SILVERTON, Ore. – When Oregon Garden horticulturist Jeff Para came up with the idea of adding a permanent bee colony to the Oregon Garden, Dundee beekeeper Mark Thompson made it happen. This spring will mark the third season that Thompson’s honeybees will pollinate the flowers in the 80-acre botanical garden.
In addition to pollinating the flowers, these now resident bees are a popular subject of garden-sponsored educational workshops, while producing natural Oregon Garden honey to sell in the gift shop. Though the bees reside in the Garden’s oak grove, their hives are placed far enough away from visitors to provide them a stress-free environment.
Thompson, whose day-job is owning and operating a coffee roasting business in Dundee, graduated from George Fox College with a degree in Communication Arts, Christian Education and Physical Education.
While visiting an elderly member of his church who was recovering from a heart attack, Thompson uttered the one little word that propelled him into the bee business.
“I still can’t believe I agreed to do something I knew nothing about,” Thompson said recalling the day he yelled ‘NO’ when lifelong beekeeper Eldon Havaman said he was going to have to give up his bees.
“Eldon was not only a retired bee inspector for the State of Oregon, but had spent his life raising bees. He was so depressed about his future that when he said he was going to have to give them up, I heard myself assuring him that he wouldn’t have to.
“I remember telling him that if he would be the brain, I would be the brawn and between the two of us we could make it happen. Keeping my fear of being stung to myself, I showed up at his place a few weeks later and donned Eldon’s old suit, veil and gloves.
“He sat on a box and told me what to do. After the first year, my focus began to mature from thinking only about what was going on inside the veil to what was going on inside the hive. By the end of the third year, I asked him if I could add a hive of my own and the fourth year I added another and then another. We worked the bees together for several years and when he died, I bought them all.”
In addition to driving the 40-plus miles from Dundee to Silverton to manage his hives, Thompson also conducts an occasional public education workshop for Oregon Garden.
“I love talking about the bees and I always give examples about how sophisticated and smart they are,” Thompson said. “Over the years I’ve watched them head for a field that had just been sprayed, detect something was wrong, pass the word to their fellow bees and redirect themselves to another field. They seem to have a sixth sense about what is and is not good for them. Of course, the Oregon Garden is a perfect place for them because they are secluded in the oak grove in solar cooled hives in their own spray-free garden.”
Though bees seal themselves in their hives and stay dormant during the winter, Thompson continues to check them regularly for mites and protect them from yellow jackets, mice, bears, skunks and other predators.
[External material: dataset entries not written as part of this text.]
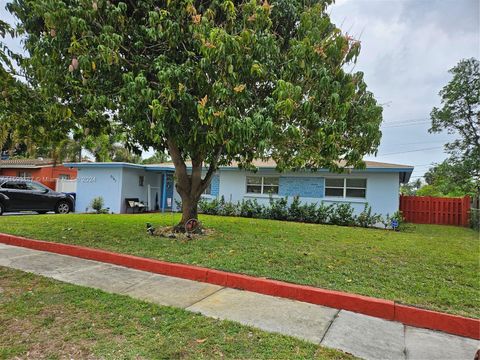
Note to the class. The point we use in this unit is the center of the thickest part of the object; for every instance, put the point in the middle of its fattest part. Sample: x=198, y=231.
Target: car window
x=35, y=187
x=15, y=185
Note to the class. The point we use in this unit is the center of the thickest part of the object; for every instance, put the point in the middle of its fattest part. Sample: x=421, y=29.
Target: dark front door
x=15, y=193
x=39, y=197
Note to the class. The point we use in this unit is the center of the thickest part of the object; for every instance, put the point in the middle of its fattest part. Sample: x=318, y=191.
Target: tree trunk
x=189, y=211
x=190, y=186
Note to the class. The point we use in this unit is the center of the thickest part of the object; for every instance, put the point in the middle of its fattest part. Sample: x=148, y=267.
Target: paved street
x=364, y=336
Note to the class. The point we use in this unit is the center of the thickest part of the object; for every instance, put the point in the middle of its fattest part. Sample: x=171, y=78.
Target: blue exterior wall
x=169, y=192
x=311, y=187
x=94, y=182
x=382, y=188
x=215, y=185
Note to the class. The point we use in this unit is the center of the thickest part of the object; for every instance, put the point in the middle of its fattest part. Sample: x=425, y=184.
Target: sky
x=408, y=46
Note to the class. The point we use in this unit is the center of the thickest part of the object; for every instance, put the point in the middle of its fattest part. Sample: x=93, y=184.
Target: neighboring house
x=45, y=171
x=378, y=185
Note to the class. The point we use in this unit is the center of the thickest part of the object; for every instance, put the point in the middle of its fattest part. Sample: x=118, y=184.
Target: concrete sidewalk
x=364, y=336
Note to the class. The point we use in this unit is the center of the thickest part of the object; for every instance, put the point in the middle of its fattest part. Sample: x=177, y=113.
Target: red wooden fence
x=435, y=210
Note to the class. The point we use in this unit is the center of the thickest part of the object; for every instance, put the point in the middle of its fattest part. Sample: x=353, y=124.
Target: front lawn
x=46, y=319
x=436, y=267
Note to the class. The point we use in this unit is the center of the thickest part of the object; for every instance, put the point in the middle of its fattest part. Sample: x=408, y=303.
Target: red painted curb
x=380, y=308
x=452, y=324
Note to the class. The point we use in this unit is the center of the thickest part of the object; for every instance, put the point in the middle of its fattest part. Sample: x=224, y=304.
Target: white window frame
x=261, y=193
x=344, y=196
x=24, y=175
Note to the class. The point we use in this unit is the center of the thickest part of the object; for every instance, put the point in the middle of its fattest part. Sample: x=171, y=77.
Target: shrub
x=295, y=210
x=398, y=217
x=228, y=209
x=250, y=208
x=97, y=205
x=309, y=212
x=323, y=213
x=210, y=207
x=277, y=210
x=386, y=221
x=366, y=218
x=342, y=214
x=475, y=219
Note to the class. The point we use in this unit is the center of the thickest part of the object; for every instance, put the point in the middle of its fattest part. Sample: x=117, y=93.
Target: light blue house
x=378, y=185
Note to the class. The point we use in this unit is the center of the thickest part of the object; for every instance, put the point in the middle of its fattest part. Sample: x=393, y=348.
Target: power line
x=422, y=142
x=407, y=124
x=404, y=152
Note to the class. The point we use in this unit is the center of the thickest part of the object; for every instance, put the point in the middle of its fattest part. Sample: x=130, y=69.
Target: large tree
x=209, y=81
x=460, y=115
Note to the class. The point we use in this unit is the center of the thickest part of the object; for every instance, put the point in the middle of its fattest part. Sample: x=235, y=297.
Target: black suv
x=26, y=195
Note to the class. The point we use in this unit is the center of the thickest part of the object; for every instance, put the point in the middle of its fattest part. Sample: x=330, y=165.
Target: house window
x=262, y=185
x=346, y=187
x=208, y=190
x=24, y=175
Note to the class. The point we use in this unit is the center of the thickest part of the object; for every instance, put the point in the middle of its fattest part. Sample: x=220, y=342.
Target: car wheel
x=63, y=207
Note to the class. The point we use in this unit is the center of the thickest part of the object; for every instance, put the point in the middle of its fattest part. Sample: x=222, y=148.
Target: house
x=45, y=171
x=378, y=185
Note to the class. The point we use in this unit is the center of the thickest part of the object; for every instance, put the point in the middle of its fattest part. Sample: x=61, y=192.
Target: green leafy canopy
x=215, y=81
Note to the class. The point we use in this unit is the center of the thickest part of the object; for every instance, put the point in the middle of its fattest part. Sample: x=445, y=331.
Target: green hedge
x=279, y=209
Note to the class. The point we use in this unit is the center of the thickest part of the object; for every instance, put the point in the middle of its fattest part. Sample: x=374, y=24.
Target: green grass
x=44, y=318
x=436, y=267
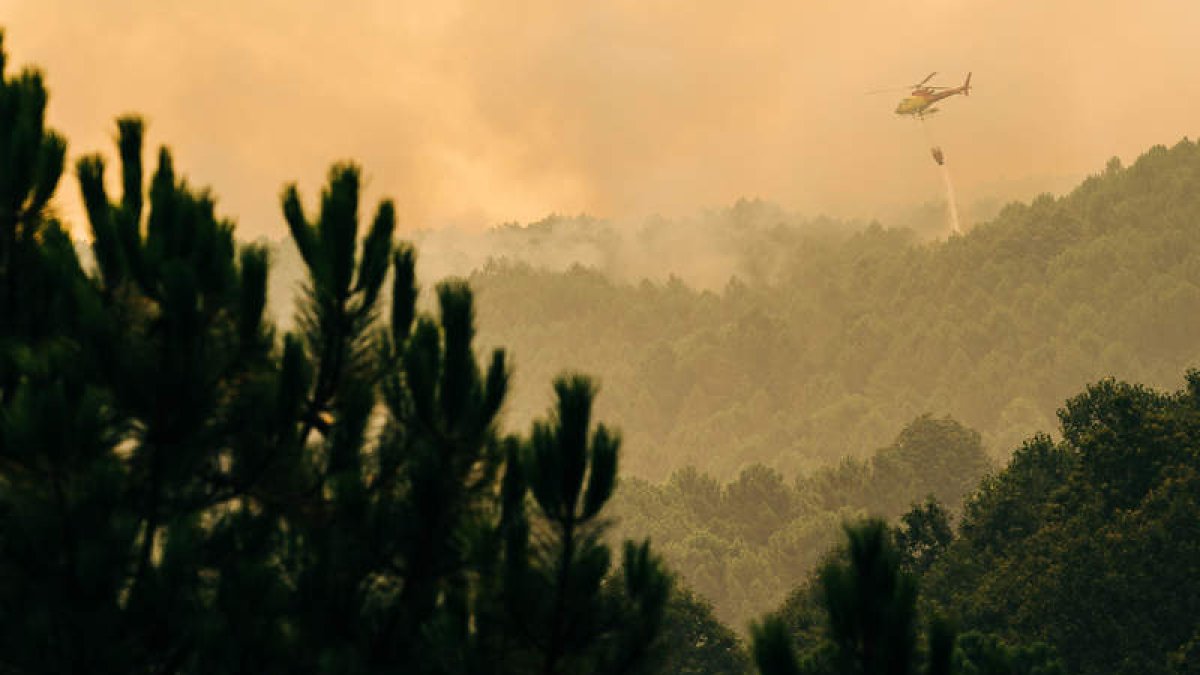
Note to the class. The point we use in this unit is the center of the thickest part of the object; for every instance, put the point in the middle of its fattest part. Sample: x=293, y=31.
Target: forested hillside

“They do a pretty good job of taking care of themselves, but I’m still there to help them out when they need it,” Thompson said. “Some beekeepers don’t like solar hives but the fact that honey production as increased 30 percent since we started using them and the fact that they don’t leave, tells me the bees are happy. The program seems to be good for the garden, its good for the bees and its good for the people who visit.